REPUBLIKA.CO.ID, Oleh Muhammad Subarkah
Peristiwa pembunuhan anggota PKI 1965 tak serta-merta terjadi. Ada banyak rangkaian kejadian sebelumnya, seperti pembantaian para kiai dan santri di Madiun pada September 1948. Apa benar begitu?
"Jangan anggap pembunuhan anggota PKI di tahun 1965 itu terjadi tanpa sebab atau ujug-ujug (sekonyong-konyong)!" Pernyataan ini ditegaskan peneliti berbagai peristiwa yang dialami kaum Nahdliyin ketika bersinggungan dengan PKI, Agus Sunyoto.
Bahkan, mantan wartawan ini mengatakan, bila dilacak, akar masalahnya malah menjangkau berbagai aksi kekerasan yang ditujukan kepada warga Nahdliyin. Salah satunya adalah peristiwa pembantaian para kyai dan santri pada menjelang pekan ketiga di bulan September 1948 atau yang telah dikenal sebagai pemberontakan PKI di Madiun dan sekitarnya.

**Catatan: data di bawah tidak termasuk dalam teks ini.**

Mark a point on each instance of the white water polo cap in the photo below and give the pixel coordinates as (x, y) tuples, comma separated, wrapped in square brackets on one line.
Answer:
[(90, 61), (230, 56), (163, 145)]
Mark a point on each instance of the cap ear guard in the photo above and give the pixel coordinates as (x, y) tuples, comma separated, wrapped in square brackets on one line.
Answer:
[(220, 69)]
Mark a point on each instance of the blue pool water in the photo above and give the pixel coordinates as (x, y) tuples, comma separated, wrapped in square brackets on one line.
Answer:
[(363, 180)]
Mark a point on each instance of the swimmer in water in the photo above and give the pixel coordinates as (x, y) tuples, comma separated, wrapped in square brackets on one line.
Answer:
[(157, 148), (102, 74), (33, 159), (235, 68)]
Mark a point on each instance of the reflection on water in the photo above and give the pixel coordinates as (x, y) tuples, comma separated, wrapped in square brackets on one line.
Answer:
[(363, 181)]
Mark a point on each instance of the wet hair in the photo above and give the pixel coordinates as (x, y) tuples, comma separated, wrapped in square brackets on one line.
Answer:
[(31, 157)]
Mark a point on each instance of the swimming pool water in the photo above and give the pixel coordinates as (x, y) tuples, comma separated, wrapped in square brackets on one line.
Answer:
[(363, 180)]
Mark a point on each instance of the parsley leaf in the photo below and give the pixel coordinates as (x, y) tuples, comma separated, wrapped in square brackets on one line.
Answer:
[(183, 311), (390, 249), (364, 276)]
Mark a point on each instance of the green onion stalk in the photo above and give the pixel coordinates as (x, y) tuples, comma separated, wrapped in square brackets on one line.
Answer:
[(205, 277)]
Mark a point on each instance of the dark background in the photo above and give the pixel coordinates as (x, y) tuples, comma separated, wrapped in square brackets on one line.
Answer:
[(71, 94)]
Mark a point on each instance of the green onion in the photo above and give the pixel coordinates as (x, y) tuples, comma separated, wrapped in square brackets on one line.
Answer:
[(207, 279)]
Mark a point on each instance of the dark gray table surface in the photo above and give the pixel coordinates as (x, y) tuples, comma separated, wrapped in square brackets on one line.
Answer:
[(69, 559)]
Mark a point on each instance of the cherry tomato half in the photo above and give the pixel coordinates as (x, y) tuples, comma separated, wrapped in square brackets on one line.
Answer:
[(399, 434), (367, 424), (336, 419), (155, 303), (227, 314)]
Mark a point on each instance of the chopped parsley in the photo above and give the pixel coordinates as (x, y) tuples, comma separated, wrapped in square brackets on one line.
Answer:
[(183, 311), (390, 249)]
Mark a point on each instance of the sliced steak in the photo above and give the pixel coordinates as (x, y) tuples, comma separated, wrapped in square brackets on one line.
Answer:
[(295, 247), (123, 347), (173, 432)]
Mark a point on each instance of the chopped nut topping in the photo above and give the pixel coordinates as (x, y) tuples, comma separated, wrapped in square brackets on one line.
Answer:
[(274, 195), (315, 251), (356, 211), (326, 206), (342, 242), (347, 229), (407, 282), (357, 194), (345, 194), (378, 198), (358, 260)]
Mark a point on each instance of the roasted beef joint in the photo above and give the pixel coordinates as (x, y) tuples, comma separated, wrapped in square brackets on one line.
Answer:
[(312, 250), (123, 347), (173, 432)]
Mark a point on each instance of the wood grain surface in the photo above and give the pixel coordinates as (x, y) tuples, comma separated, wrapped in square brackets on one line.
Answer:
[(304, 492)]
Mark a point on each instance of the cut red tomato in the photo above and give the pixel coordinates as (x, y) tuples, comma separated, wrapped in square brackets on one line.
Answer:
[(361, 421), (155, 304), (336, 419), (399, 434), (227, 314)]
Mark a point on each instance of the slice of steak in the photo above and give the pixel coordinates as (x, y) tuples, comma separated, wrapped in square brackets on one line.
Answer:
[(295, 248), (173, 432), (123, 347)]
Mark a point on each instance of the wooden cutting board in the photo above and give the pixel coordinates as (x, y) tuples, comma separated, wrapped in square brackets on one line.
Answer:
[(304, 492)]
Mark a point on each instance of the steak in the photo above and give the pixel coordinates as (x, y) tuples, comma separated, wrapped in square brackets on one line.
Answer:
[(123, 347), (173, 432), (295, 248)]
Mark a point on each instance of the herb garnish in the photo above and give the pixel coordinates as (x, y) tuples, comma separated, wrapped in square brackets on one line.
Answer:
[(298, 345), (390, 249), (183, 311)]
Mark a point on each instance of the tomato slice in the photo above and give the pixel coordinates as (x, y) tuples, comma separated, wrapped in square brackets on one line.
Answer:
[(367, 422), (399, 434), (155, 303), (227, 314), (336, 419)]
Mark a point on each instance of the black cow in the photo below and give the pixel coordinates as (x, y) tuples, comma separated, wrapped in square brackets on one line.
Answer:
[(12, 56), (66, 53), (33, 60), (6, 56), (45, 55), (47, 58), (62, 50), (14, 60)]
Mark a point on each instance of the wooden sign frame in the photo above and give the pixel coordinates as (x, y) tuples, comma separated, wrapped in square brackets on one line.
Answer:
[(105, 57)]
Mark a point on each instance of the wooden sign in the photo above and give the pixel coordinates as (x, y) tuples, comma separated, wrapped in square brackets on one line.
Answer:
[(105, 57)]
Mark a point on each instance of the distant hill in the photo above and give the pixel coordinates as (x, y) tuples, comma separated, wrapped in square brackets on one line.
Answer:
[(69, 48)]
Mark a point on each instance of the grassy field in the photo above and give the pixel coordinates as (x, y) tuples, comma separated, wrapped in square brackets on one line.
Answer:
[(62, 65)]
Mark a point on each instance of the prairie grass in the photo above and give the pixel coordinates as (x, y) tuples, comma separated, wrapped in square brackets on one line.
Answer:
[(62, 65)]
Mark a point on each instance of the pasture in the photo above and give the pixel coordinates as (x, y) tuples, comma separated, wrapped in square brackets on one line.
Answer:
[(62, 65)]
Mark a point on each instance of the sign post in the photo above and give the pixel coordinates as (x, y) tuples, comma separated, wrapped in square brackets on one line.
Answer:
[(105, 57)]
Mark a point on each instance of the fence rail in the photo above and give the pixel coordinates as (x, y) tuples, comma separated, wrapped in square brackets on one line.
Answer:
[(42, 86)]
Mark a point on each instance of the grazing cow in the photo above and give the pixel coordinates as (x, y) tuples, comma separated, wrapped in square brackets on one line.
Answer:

"Setelah para kiai dan santri menjadi korban pembantaian di tahun 1948, perseteruan itu PKI-NU mulai memuncak kembali semenjak tahun 1960, yakni ketika terjadi pembahasan RUU Agraria. Salah satu penyebabnya adalah soal kepemilikan tanah yang dalam UU Nomor 5 Tahun 1962 diatur tak lebih dari 5 ha. Di situ para anggota PKI ingin merebut tanah para kiai yang mereka anggap melebihi ketentuan,'' kata Agus seraya mengatakan PKI kemudian gencar melakukan agitasi dengan memasukkan para kiai, haji, dan orang kaya di desa sebagai bagian 'Tujuh Setan Desa'.